Predictably, Microtech is a proud Microsoft Partner. This case could not undermine software freedom in general but people should shy away from Microsoft when it comes to gnu/linux service.
Is it a "win" if you show up by yourself and the defendant doesn't know it's even happening?
Apple should be ashamed of themselves to claim Android is a "slavish" copy of iPad's look and feel. The interface concepts were developed by Palm and Handspring, particularly the Treo smartphone in the late 90s. People in doubt of Apple's relative place in the world can compare screenshots of Opie to the clunky iPods that Apple mostly borrowed from PortalPlayer and rolled out in late 2001 or OSX itself at the time.
remember when Apple sued Microsoft for copying the “look and feel” of Macs via use of the “desktop metaphor” Apple claimed to own — even though it had been invented at Xerox PARC? Sort of sounds like the multi-touch interface, which had been around in a basic sense since the 1980s and was shown in full force by Jeff Han of NYU at a TED talk almost a year before Jobs announced the iPhone. Check the video below:
Apple Inc's increasingly effective patent war against rivals like Samsung Electronics may mask its real target: arch-foe Google Inc.
it turns out that this isn’t a story of Apple protecting some hard-won patented innovations. Instead, the company is trying to block competitors based on a trademarked design — basically, a tablet shape. And it’s filing for these preliminary injunctions without giving the other parties any warning that would let them defend their position in court. ... According to Mueller, Apple brought action in Düsseldorf district court, which apparently has a reputation similar to that of the Eastern District of Texas in terms of favoring plaintiffs. ... this was a court appearance in which only Apple showed up because Samsung didn’t even know about it [and did not have to be notified].

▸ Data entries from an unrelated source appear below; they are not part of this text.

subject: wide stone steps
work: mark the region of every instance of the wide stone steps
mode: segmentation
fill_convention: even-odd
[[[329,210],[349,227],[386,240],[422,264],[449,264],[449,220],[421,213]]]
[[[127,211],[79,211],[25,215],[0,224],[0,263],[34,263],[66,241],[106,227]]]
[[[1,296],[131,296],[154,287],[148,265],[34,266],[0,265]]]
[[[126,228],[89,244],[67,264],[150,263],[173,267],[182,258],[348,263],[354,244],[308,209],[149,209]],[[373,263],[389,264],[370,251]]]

All the news comes from Microsoft Florian, so it should be taken with a huge grain of salt. Is it trademark, patents or both?
Once upon a time, in France there was a king and many splendid fabrics,
Some patterns were more popular than others, and to get some additional revenue to the crown’s tax coffers, the King sold a monopoly on these patterns to selected members of the nobility ... but the peasants and commoners could produce these patterns themselves. ... Towards the end, the penalty [for making popular fabric] was death by public torture, drawn out over several days.